The development of a bioassay expressing the human MRGPRX2 receptor for ex vivo drug discovery

Jan Tytgat https://orcid.org/0000-0003-1778-6022 A *
+ Author Affiliations
- Author Affiliations

A Toxicology and Pharmacology, Leuven University (KU Leuven), Campus Gasthuisberg, ON2, PO Box 922, Herestraat 49, BE-3000 Leuven, Belgium.

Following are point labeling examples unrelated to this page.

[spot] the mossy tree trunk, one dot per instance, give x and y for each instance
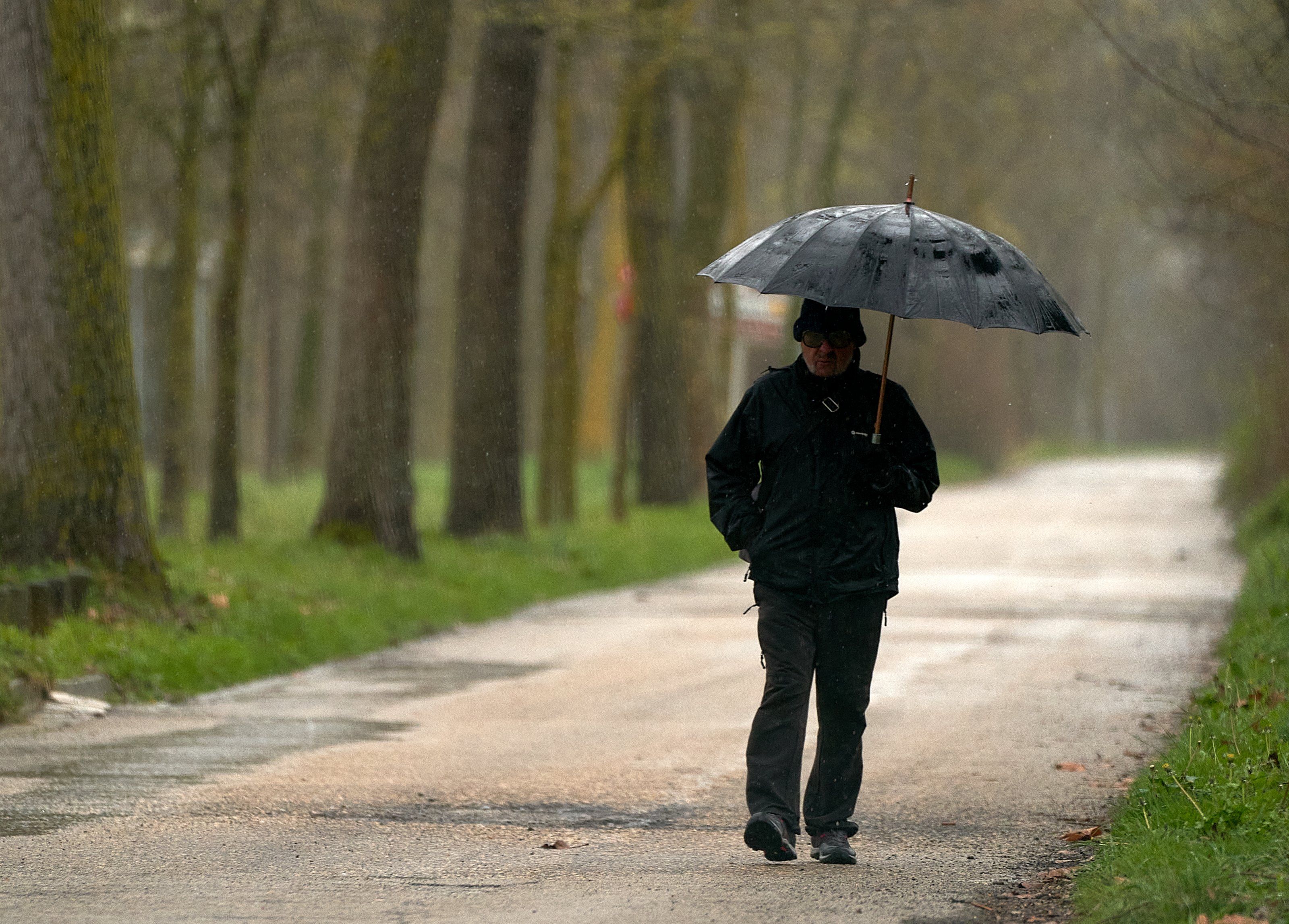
(301, 453)
(661, 382)
(71, 466)
(716, 91)
(557, 461)
(243, 84)
(177, 431)
(485, 480)
(369, 490)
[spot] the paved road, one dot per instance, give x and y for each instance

* Correspondence to: jan.tytgat@kuleuven.be

Handling Editor: John Wade

Australian Journal of Chemistry 78, CH25059 https://doi.org/10.1071/CH25059
Submitted: 23 April 2025  Accepted: 21 June 2025  Published online: 16 July 2025

© 2025 The Author(s) (or their employer(s)). Published by CSIRO Publishing. This is an open access article distributed under the Creative Commons Attribution-NonCommercial-NoDerivatives 4.0 International License (CC BY-NC-ND)

Abstract

Successful discovery of potent and selective ligands for therapeutically relevant receptors is indispensable for future clinical applications to treat a wide array of diseases. The mas-related G protein-coupled receptor-X2 (MRGPRX2) is an important receptor that regulates mast cell activation and, thus, governs to a significant extent the human immune response. A number of ligands for MRGPRX2 have been identified including human cathelicidin (LL-37) and antimicrobial peptides from plants (PAMPS). Future drug discovery to identify MRGPRX2 specific ligands undoubtedly will benefit from a continued screening of small molecule and peptide libraries. Mast cells (MCs) are generally difficult and expensive to maintain in vitro and, therefore, are not economical to use for screening large numbers of molecules. Herein, we present the development of a bioassay expressing the human MRGPRX2 receptor, linked to inwardly rectifying potassium (GIRK1/2) channels that are opened upon binding of β-γ subunits of a Gi/o-type protein following activation of MRGPRX2. This communication presents a method-focused study demonstrating a simple, yet robust and inexpensive electrophysiological approach (voltage clamp) using oocytes from Xenopus laevis to perform high-throughput screening of libraries. Unexpectedly, this bioassay also supports the claim that the MRGPRX2 receptor can couple efficiently to Gi/o-type proteins, a pathway not yet described. Furthermore, the approach allows structure-function research using mutated MRGPRX2 genes and can study reciprocal cross talks between MRGPRX2 and other co-expressed membrane-bound proteins, such as voltage- or ligand-gated ion channels, mimicking in vivo conditions.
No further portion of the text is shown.